Stokols tried but failed to clarify Coffman’s immigration positions

In interviews aired over the weekend, Fox 31 Denver’s Eli Stokols tried hard to clarify Rep. Mike Coffman’s squirrelly positions on immigration reform, but unfortunately, after you watch the interviews, you’re left scratching your head on key points.

For example, during Stokols’ Sunday show, #CoPolitics from the Source, Coffman reiterated his opposition to President Obama’s executive order allowing young undocumented immigrants, brought here illegally as children, to defer deportation for at least two years.

“I certainly don’t support it being done by executive order,” Coffman told Stokols, which makes sense because Coffman voted to defund Obama’s order this summer. “I believe it should be done legislatively.”

So you have to assume that, as of now, in the absence of DACA legislation, Coffman believes the dreamers should be deported.

Yet, in a news piece aired last night, Stokols also has video of Coffman saying he supports deferred deportations (without saying he doesn’t support them). A young man, who identified himself as a Dreamer, asks Coffman why he voted to defund Obama’s program to defer deportations.

“I thought we had an opportunity to make it permanent,” Coffman told the young man, neglecting to add he opposes Obama’s executive order.

Putting on his immigration happy face, Coffman also told Stokols that he supports granting young undocumented immigrants a path to citizenship through “higher education”

This is a significant departure from his previous position, which granted citizenship to Dreamers only through military service.

“I certainly support a path [to citizenship] for some of the young people that do higher education and do military service,” Coffman said.


Rep.
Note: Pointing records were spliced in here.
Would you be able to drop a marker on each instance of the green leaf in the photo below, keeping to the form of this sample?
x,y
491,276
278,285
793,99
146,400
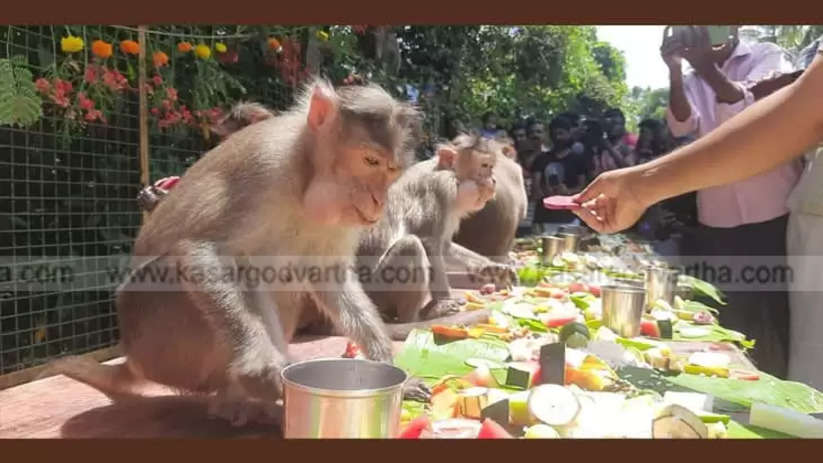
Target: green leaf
x,y
735,430
422,357
703,287
20,104
767,389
Mike Coffman’s new district

Stokols tried to understand the heart of Coffman’s broader immigration views when he asked, “When you say a step-by-step path, I’ve heard you use that phrase a lot lately, what does that mean? ”

Coffman replied by saying that he doesn’t like “big-sweeping” bill like Obamacare, and he said he doesn’t support a path to citizenship for adults who “broke the law.” He reiterated his support for work visas with no citizenship path, which would formally create a working underclass in America.

In explaining his immigration shifts, Coffman told Stokols “there needs to be more districts” like his, where competitive elections force politicians not to get stuck in ideological straight jackets, but earlier this year Coffman implied that the judge who okayed Coffman’s district was swayed by his affiliation with the Democratic party–though it turned out the judge wasn’t even a registered Democrat.

“I think it’s made me a better Congressman,” Coffman told Stokols, who still has his work cut out for him to get Coffman to explain the precise positions that him the better Congressman he says he is.